The Charters Towers Police Station is important in demonstrating the role of the police force in the development of Queensland regional towns, particularly gold mining towns such as Charters Towers during the late nineteenth and early twentieth century. Their use of this central city site for over a century has established a prominent role for the police service in the city's business district.

The place is important in demonstrating the principal characteristics of a particular class of cultural places.

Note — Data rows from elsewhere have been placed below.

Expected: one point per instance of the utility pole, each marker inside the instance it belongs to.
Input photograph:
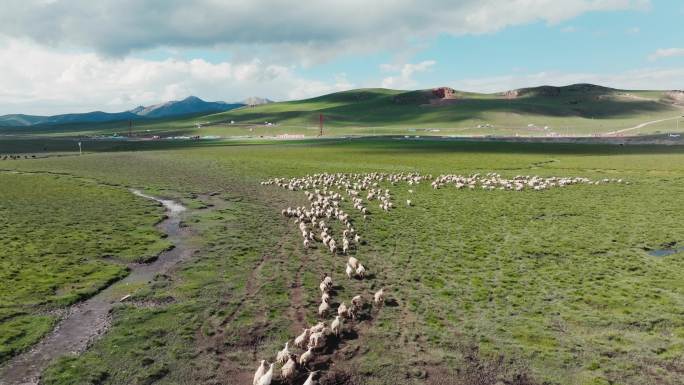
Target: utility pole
(320, 125)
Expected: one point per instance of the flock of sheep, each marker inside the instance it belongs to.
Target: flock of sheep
(492, 181)
(325, 195)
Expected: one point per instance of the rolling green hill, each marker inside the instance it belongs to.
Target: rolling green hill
(580, 109)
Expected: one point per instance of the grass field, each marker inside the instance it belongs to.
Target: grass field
(550, 287)
(577, 110)
(62, 240)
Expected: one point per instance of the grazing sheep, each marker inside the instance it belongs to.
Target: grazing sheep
(357, 302)
(343, 311)
(259, 372)
(323, 309)
(360, 271)
(302, 338)
(267, 377)
(327, 280)
(319, 327)
(349, 271)
(289, 370)
(306, 357)
(316, 340)
(379, 297)
(284, 354)
(309, 380)
(353, 312)
(336, 326)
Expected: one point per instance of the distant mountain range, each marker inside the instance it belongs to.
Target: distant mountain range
(188, 106)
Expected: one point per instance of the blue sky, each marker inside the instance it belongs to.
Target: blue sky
(68, 56)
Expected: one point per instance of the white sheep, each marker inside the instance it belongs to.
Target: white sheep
(259, 372)
(267, 377)
(323, 309)
(342, 310)
(336, 326)
(316, 340)
(319, 327)
(357, 302)
(302, 338)
(379, 297)
(309, 380)
(327, 280)
(349, 271)
(360, 271)
(284, 354)
(289, 370)
(306, 357)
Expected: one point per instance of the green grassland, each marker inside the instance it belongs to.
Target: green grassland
(547, 287)
(62, 240)
(577, 110)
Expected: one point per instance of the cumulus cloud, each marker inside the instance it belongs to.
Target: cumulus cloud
(41, 81)
(404, 77)
(117, 27)
(646, 78)
(666, 52)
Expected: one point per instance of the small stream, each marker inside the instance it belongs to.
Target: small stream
(88, 320)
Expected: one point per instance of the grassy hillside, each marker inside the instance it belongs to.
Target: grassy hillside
(540, 111)
(556, 282)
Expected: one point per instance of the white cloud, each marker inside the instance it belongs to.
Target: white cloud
(323, 27)
(36, 80)
(647, 78)
(404, 77)
(666, 52)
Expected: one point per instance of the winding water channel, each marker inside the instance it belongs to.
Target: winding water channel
(87, 320)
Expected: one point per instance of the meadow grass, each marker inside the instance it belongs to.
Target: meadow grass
(62, 240)
(392, 112)
(557, 282)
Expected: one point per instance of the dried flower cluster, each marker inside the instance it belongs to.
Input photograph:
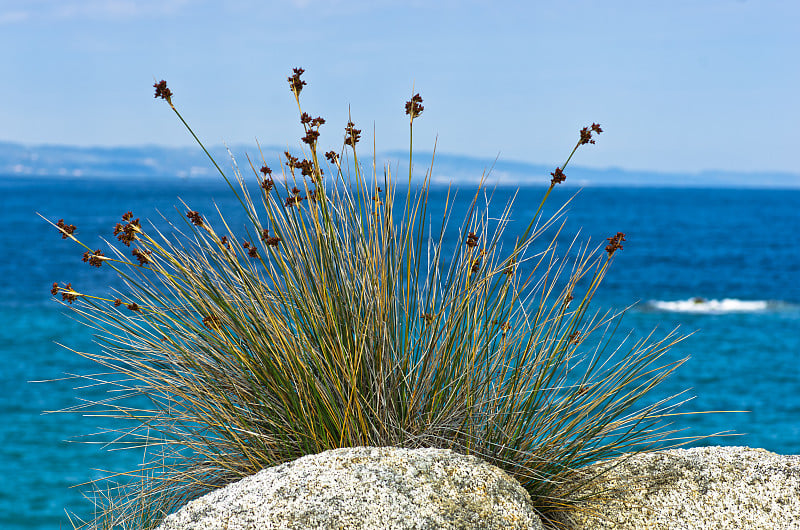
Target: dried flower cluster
(95, 259)
(311, 126)
(615, 243)
(127, 233)
(352, 135)
(143, 256)
(66, 230)
(414, 106)
(295, 83)
(162, 91)
(252, 251)
(267, 184)
(586, 133)
(67, 294)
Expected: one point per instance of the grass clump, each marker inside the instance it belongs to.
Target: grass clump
(336, 318)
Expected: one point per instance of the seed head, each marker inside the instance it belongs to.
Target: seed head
(95, 259)
(295, 83)
(68, 295)
(306, 167)
(414, 106)
(127, 233)
(615, 243)
(353, 135)
(163, 92)
(586, 133)
(558, 177)
(66, 230)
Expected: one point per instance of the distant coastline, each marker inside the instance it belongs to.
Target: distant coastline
(190, 162)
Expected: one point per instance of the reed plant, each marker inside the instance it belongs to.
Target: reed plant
(336, 317)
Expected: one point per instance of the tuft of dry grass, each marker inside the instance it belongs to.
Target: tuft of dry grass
(334, 319)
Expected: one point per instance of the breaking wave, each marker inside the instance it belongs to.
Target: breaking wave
(712, 306)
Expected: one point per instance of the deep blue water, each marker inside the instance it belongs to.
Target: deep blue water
(736, 249)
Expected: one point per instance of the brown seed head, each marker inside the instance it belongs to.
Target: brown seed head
(163, 92)
(127, 233)
(615, 243)
(311, 137)
(414, 106)
(295, 83)
(353, 135)
(68, 295)
(93, 258)
(558, 177)
(66, 230)
(195, 217)
(306, 168)
(586, 133)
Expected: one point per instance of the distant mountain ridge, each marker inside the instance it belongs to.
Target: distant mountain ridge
(191, 162)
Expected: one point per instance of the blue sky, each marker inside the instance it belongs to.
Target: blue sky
(677, 86)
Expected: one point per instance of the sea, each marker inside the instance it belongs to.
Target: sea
(721, 265)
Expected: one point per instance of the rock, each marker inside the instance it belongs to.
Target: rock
(706, 487)
(367, 488)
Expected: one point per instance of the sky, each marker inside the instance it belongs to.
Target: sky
(676, 86)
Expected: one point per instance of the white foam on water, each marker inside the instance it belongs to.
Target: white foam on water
(702, 305)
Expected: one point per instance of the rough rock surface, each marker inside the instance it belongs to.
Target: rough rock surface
(366, 488)
(701, 488)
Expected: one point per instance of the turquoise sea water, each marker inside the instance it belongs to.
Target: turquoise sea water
(723, 262)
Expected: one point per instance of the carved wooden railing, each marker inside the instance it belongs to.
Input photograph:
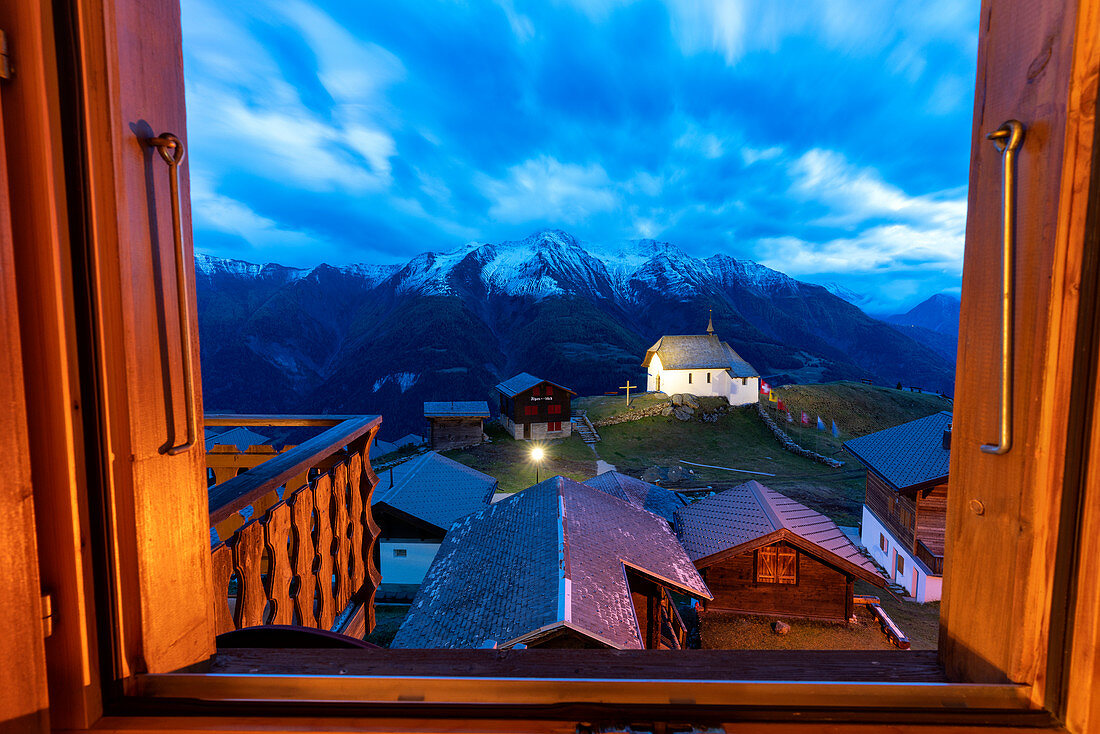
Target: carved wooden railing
(306, 556)
(934, 562)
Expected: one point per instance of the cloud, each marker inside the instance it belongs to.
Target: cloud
(851, 195)
(546, 189)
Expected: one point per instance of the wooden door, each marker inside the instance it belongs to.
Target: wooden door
(1036, 64)
(146, 335)
(23, 704)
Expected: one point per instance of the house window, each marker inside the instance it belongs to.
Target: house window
(777, 565)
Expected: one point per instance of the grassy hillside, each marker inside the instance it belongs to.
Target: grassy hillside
(737, 440)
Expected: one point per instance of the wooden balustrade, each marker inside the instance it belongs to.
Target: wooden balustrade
(308, 558)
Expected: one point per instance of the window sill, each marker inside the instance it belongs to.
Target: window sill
(715, 685)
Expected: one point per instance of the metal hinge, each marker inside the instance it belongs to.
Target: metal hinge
(657, 727)
(7, 70)
(47, 615)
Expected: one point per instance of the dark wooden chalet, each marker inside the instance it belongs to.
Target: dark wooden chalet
(761, 552)
(558, 565)
(905, 508)
(455, 424)
(535, 408)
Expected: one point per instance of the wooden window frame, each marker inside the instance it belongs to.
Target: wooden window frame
(1054, 674)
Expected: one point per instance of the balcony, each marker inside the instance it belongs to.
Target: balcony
(293, 538)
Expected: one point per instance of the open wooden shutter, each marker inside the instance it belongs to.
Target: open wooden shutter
(766, 565)
(788, 566)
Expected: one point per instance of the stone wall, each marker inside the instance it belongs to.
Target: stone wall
(789, 444)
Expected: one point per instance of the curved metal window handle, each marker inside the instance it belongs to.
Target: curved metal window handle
(1008, 139)
(173, 152)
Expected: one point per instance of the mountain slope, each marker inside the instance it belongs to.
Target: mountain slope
(384, 339)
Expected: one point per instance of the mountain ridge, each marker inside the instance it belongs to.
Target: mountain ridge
(383, 338)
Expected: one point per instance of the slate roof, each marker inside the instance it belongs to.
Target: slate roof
(523, 382)
(457, 409)
(640, 494)
(240, 437)
(435, 489)
(751, 515)
(551, 557)
(699, 351)
(908, 455)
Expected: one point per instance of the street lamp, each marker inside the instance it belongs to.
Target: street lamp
(536, 457)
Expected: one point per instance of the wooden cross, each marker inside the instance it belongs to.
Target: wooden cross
(627, 386)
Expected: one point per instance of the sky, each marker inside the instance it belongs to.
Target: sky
(827, 139)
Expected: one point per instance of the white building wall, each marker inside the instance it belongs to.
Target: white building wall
(719, 385)
(922, 587)
(409, 568)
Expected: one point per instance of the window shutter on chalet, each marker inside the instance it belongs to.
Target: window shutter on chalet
(788, 566)
(766, 565)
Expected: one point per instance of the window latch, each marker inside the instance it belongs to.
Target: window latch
(7, 70)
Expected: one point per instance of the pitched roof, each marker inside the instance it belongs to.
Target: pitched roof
(699, 351)
(240, 437)
(457, 409)
(524, 382)
(751, 515)
(551, 557)
(908, 455)
(640, 494)
(435, 489)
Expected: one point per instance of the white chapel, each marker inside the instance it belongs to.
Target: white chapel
(701, 364)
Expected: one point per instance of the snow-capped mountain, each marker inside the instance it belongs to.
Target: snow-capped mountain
(450, 325)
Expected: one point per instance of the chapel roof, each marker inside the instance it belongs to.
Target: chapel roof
(699, 351)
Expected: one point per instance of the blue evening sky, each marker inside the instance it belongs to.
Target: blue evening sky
(827, 139)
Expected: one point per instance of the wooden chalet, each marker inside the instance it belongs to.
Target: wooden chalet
(904, 521)
(532, 408)
(119, 614)
(414, 505)
(558, 565)
(761, 552)
(455, 424)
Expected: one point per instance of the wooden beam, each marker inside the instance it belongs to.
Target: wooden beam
(241, 491)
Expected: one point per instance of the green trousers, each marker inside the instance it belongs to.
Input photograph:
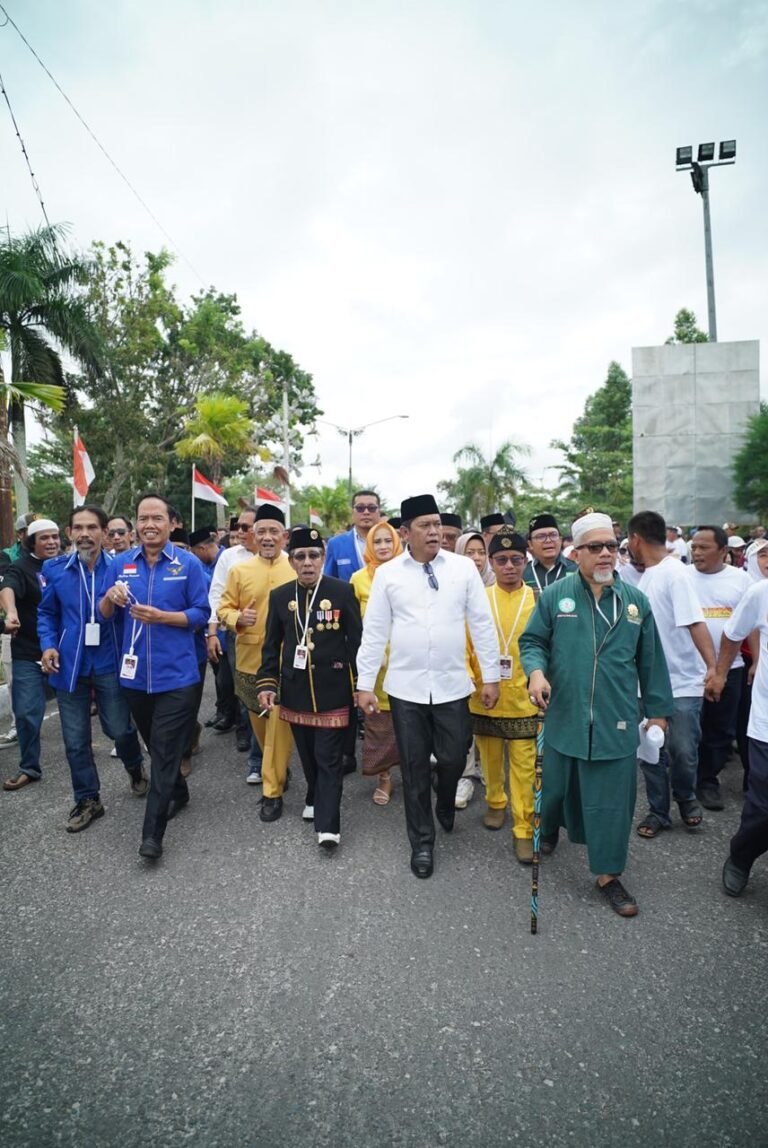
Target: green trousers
(595, 800)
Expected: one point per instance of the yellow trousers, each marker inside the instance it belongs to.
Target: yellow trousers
(277, 743)
(522, 760)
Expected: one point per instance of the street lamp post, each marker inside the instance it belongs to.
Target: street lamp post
(351, 433)
(699, 170)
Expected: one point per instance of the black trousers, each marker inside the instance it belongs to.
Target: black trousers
(751, 839)
(164, 721)
(719, 729)
(320, 752)
(443, 730)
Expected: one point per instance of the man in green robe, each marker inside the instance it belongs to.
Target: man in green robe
(588, 645)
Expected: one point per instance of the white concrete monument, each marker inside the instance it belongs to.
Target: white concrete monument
(690, 409)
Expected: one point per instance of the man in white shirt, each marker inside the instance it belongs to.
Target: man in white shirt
(684, 637)
(719, 588)
(751, 839)
(420, 605)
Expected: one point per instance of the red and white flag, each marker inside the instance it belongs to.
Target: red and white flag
(262, 496)
(203, 488)
(83, 473)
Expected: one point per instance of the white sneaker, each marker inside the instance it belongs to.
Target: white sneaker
(464, 792)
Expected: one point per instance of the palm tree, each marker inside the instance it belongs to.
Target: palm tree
(483, 485)
(219, 431)
(40, 316)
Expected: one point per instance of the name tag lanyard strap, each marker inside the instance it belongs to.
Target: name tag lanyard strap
(302, 636)
(509, 637)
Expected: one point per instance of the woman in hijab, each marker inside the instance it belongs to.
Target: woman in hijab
(473, 547)
(379, 745)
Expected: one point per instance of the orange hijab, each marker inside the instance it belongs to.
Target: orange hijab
(372, 563)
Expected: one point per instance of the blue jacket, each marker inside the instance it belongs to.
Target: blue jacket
(62, 614)
(167, 654)
(341, 557)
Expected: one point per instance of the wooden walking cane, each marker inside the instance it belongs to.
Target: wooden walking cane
(537, 817)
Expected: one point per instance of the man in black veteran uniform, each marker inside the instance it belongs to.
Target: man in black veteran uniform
(308, 667)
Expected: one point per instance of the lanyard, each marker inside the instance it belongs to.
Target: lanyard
(302, 638)
(558, 566)
(506, 641)
(91, 595)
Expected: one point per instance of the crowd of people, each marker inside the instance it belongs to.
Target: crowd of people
(437, 649)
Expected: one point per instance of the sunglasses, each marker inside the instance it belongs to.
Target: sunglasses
(302, 556)
(597, 548)
(431, 576)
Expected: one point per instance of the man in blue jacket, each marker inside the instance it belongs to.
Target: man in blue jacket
(344, 553)
(163, 596)
(79, 654)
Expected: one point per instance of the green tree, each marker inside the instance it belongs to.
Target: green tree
(483, 485)
(685, 330)
(41, 313)
(218, 429)
(751, 466)
(598, 456)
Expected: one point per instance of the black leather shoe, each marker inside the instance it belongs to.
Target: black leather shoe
(150, 848)
(445, 817)
(734, 878)
(421, 863)
(176, 805)
(271, 808)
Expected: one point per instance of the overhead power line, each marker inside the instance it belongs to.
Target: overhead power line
(95, 139)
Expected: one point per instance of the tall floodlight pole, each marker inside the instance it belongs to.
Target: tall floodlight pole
(699, 170)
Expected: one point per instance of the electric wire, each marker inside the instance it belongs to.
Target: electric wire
(95, 139)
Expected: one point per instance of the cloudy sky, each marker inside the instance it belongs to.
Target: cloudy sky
(456, 209)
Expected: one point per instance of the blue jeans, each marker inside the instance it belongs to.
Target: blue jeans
(679, 760)
(28, 695)
(115, 718)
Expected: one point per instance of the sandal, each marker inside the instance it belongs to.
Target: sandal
(382, 792)
(651, 825)
(690, 813)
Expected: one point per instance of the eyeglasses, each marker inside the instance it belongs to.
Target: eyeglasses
(597, 548)
(509, 559)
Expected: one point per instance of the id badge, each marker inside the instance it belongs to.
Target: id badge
(92, 633)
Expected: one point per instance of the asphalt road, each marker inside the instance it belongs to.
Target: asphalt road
(249, 990)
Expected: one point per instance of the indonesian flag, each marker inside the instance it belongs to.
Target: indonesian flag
(83, 473)
(262, 496)
(203, 488)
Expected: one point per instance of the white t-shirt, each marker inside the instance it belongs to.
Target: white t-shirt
(719, 595)
(752, 614)
(675, 606)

The Charters Towers Police Station is an example of quality public building work of the Government Architect's Office. It is a surviving example of a type of early 20th century police barracks, which once included several examples in North Queensland such as Townsville and Cairns, now both demolished.

The place is important because of its aesthetic significance.

Located in Gill Street, the main street of Charters Towers, the Police Station makes a substantial contribution to the historical commercial streetscape of the city. Its two-storey height and setback make it a feature amongst its surroundings. Apart from Fossey's Store, it is one of the few unrendered masonry historical buildings of this central commercial district.

The place has a strong or special association with a particular community or cultural group for social, cultural or spiritual reasons.

Following substantial damage to the building by fire in 1988, the importance of the building to the city was demonstrated by the strong community response through petitions and letters, arguing against the demolition of the building, and supporting the retention of what had survived and the rebuilding of what had been lost.